Zoro gasped inaudibly, "Cook, don't make it worse!"

"I thought it would help him feel better!"

"THAT'S WHAT GOT US HERE, DUMBASS!"

"FOOD HEALS THE SOUL, GODDAMN IT! You don't have to bite my head off!"

"Guys—"

The two continued their petty arguing over what was wrong and what would potentially be better for Ko as Chopper tried to gain their attention. He failed miserably, causing a sigh, but a giggle behind his back made his ears twitch slightly. Ko was laughing at the funny way his parents flailed and bickered like usual; it never ceased to amuse him honestly.
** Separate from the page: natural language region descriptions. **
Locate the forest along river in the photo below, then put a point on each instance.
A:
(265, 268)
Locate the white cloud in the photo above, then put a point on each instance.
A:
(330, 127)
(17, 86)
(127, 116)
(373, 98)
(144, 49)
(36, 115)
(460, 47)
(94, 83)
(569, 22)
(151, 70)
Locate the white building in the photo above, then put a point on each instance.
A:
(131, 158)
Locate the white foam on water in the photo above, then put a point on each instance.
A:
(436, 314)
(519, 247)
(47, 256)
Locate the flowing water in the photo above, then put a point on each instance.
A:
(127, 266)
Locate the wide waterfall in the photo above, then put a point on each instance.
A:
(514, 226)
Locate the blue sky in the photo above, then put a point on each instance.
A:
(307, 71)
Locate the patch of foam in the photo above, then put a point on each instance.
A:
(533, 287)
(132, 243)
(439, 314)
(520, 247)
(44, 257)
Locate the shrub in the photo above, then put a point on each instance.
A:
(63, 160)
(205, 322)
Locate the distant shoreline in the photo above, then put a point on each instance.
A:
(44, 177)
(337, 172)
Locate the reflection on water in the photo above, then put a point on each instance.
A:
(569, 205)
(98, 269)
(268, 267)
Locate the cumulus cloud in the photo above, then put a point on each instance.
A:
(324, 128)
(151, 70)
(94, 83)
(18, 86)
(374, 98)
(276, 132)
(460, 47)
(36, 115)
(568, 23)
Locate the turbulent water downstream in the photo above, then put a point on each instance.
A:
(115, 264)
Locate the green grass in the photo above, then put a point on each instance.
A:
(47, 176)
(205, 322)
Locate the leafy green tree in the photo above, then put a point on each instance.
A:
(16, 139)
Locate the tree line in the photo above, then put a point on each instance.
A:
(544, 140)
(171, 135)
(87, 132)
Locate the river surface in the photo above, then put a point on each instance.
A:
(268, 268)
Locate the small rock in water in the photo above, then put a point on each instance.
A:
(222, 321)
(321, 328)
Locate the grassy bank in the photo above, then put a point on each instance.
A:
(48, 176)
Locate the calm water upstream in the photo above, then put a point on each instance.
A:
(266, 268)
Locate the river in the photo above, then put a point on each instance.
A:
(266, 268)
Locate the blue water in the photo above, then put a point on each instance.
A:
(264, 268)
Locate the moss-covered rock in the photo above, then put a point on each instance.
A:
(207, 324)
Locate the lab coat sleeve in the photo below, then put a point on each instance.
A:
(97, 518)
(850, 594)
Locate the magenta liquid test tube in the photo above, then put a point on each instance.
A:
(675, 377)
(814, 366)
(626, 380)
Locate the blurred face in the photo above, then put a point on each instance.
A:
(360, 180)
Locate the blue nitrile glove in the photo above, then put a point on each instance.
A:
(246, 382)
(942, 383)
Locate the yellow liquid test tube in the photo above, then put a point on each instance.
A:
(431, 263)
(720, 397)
Chopper blinked. He didn't expect the medicine to kick in so quickly. Were Zoro and Sanji subconsciously helping it take effect?

Suddenly, something sloppy flew onto Zoro's unsuspecting face. He blinked, and wiped it off slowly with disbelief lacing his features. "And…this is?" he questioned calmly, though a tiny voice screamed to kill the idiot cook right then and there.

"I was making crepes, marimo. Have a little taste!" Sanji flicked the spoon at him again, this time coating the swordsman's left cheek in sticky sweet batter. Wasting food wasn't normally condoned with him, but he could spare a few drops, and he was pissed after all. Thinking rationally vanished from his anger-clouded brain.

They stared at each other for a long moment, silent, glaring, and snarling. Ko burst into laughter at the sight of his messy, disheveled mother and his ridiculously red-faced father. He climbed out from under the blanket and crawled towards Zoro, accidentally and roughly spreading the batter all over the first mate's face instead of getting it off like he had intended. The cook nearly dropped the mixing bowl as his body shook violently with insane laughs. Zoro didn't know what to feel! He looked so confused, angry, annoyed, tired; it was just too damn funny!

Chopper couldn't help but laugh as well. Ko noticed his incident immediately, and tried to wipe it off once more, only succeeding in shoving a bit of batter up his mother's nose.

"PPFFT," Sanji and Chopper stifled another obnoxious fit meekly. Zoro gently grabbed Ko's wandering hands and settled for sitting him on his lap, which made the toddler frown. "Shut up," he mumbled at the stupidly giggling couple. His cheeks burned brightly, and he supposed part of it was because there was still batter across his nostrils.